Size and Temperature Transferability of Direct and Local Deep Neural Networks for Atomic Forces
Natalia Kuritz, Goren Gordon, and Amir Natan

TL;DR
This paper introduces a deep learning model for atomic forces that demonstrates comparable accuracy to state-of-the-art models, with strong transferability across system sizes and temperatures, validated on aluminum, sodium, and silicon.
Contribution
The study presents a direct, local deep learning model for atomic forces that effectively scales and transfers across different system sizes and temperatures, providing insights into physical attributes.
Findings
Model errors are comparable to state-of-the-art methods.
The model's performance scales well with system size.

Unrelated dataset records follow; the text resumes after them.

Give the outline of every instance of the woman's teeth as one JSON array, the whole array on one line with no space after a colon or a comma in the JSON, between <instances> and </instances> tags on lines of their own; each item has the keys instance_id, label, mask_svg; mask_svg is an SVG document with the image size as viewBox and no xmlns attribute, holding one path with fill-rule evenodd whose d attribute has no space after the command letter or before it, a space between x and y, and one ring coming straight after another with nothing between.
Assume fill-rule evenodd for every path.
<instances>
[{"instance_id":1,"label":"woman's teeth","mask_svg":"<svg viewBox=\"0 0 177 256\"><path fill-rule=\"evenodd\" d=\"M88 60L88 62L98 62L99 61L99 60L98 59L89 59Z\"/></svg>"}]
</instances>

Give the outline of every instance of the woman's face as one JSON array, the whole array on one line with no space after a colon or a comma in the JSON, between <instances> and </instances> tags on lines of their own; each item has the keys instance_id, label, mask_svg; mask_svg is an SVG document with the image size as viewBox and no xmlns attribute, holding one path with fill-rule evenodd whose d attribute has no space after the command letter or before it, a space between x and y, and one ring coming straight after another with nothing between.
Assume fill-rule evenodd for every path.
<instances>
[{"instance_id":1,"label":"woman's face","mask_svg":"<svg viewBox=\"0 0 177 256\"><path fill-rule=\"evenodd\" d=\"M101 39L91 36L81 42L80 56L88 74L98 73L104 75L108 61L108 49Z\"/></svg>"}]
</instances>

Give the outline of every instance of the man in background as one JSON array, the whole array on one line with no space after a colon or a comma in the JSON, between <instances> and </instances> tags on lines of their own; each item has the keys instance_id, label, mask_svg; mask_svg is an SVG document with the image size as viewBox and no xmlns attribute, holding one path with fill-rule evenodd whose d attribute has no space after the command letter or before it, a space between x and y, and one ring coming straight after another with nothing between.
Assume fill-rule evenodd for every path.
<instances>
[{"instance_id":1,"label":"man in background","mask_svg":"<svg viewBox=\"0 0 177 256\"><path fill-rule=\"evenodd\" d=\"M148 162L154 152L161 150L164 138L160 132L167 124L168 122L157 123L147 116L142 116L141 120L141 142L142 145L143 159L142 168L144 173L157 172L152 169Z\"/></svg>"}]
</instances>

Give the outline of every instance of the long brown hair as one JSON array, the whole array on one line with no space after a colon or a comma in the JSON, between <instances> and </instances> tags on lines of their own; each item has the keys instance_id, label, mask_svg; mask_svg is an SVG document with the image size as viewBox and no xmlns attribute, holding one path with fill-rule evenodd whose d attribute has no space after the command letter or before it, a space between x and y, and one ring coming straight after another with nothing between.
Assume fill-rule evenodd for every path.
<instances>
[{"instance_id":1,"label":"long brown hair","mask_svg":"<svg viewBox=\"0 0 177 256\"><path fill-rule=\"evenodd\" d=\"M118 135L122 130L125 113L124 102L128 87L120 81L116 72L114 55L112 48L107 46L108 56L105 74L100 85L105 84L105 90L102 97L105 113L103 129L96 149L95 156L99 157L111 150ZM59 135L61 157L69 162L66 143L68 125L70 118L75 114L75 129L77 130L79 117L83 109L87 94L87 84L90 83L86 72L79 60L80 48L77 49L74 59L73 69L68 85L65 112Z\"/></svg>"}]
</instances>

It maintains accuracy across temperature variations.
Abstract
A direct and local deep learning (DL) model for atomic forces is presented. We demonstrate the model performance in bulk aluminum, sodium, and silicon; and show that its errors are comparable to those found in state-of-the-art machine learning and DL models. We then analyze the model's performance as a function of the number of neighbors included and show that one can ascertain physical attributes of the system from the analysis of the deep learning model's behavior. Finally, we test the size scaling performance of the model, and the transferability between different temperatures, and show that our model performs well in both scaling to larger systems and high-to-low temperature predictability.